Gello icon

Gello

Gello is an Android app that runs a Hugging Face language model locally and exposes it as a Discord bot for always-on on-device AI chats.

Gello

What is Gello?

Gello is an Android app that runs a Hugging Face language model fully on-device and connects it to Discord as a bot. It is designed so people in a Discord channel can talk to the bot directly, while the replies are generated locally on the phone rather than through a cloud API.

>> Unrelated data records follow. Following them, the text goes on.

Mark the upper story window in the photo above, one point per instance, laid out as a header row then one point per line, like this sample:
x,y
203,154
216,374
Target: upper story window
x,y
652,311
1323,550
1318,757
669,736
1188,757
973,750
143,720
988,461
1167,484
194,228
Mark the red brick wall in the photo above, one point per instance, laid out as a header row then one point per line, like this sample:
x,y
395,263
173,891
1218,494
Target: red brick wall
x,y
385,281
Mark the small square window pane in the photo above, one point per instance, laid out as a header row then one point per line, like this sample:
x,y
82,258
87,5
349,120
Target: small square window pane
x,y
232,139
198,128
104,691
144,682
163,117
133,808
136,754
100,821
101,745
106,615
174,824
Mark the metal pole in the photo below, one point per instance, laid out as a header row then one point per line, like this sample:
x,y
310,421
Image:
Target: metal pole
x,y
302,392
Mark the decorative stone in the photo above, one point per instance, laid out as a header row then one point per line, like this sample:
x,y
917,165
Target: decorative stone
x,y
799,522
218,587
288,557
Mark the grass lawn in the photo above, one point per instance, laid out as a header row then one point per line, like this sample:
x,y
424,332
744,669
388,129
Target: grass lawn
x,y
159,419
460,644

The project is built around a single APK and a persistent Discord connection, with the phone running a foreground service and handling incoming messages, prompt assembly, and replies on the device. The repository notes support for Gemma 4 E2B packaged as a .litertlm model from the litert-community Hugging Face organization, and states that .task models are not supported.

Key Features

  • On-device model inference on Android: Gello runs the language model locally on the phone, so responses are generated without sending prompts to an external LLM service.
  • Discord bot integration: it connects natively to Discord and can reply in channels where the bot is installed, making it suitable for group chat interactions.
  • Foreground service architecture: the app maintains a persistent connection to the Discord Gateway WebSocket, which is necessary for an always-on bot running from a phone.
  • Rolling channel context buffer: incoming messages update a per-channel buffer, with a default of 20 messages, so replies can use recent conversation history.
  • Automatic speculative decoding support: when the loaded .litertlm model includes MTP drafter support, Gello enables speculative decoding to improve reply speed.
  • Single-phone deployment: the repository emphasizes that the full stack fits into one Android app, avoiding Termux, a laptop, or a separate model server.

How to Use Gello

Install the Android APK on a compatible phone, configure it as a Discord bot, and load a supported .litertlm model such as the tested Gemma 4 E2B build. Once running, the app keeps a foreground service active, listens for Discord messages, builds prompts from recent channel context, and posts generated replies back into the channel.

Use Cases

  • Group chat assistant: use Gello to place a local AI participant inside a Discord channel so multiple people can ask questions and receive replies in the same thread.
  • Repurposing an old Android phone: run a 3-to-5-year-old spare phone as a dedicated, always-on local AI box instead of leaving it unused in a drawer.
  • Offline or self-contained inference setup: keep model execution on the device for users who want to avoid a hosted LLM endpoint or a separate server machine.
  • Lightweight edge deployment experiment: test how a small on-device model behaves as a chat bot when paired with Android, Discord, and LiteRT-LM.
  • Local model benchmarking and iteration: explore how speculative decoding and .litertlm model support affect real-time response behavior on mobile hardware.

FAQ

Does Gello run the model in the cloud?
No. The repository describes Gello as an on-device bot: prompts and responses stay on the Android phone, and the model runs locally through LiteRT-LM.

What model formats does it support?
The source says tested support is for litert-community/gemma-4-E2B-it-litert-lm, and that any .litertlm model from the litert-community Hugging Face organization should work. It explicitly says .task models are not supported.

Does it require a laptop or separate server?
No. The project is presented as a single Android APK that talks to Discord directly, without Termux, a laptop, or a separate model server.

How does it handle conversation context?
Gello maintains a per-channel rolling buffer of recent messages, with a default size of 20 messages, and uses that context when generating a response.

Why is speculative decoding mentioned?
The repository explains that Gemma 4’s MTP heads and LiteRT-LM’s speculative decoding path help make on-device reply generation faster by producing more than one token per decoding step when supported.

Alternatives

  • OpenClaw: a closer adjacent project mentioned in the repository. It also exposes a local AI through chat apps, but it is framed as a desktop product for macOS, Windows, and Linux rather than a phone-first Android app.
  • Hosted chatbot integrations: traditional Discord bots powered by cloud LLM APIs. These are easier to deploy if you want managed inference, but they do not keep generation on the phone or avoid external API keys.
  • Self-hosted local model servers: setups that run a model on a separate machine and connect that model to chat apps. They offer more general-purpose infrastructure than Gello, but they require more components than a single Android app.
  • Other on-device Android AI apps: mobile apps that run models locally without Discord integration. These may share the same inference model family, but they are not necessarily designed to participate in a group chat as a bot.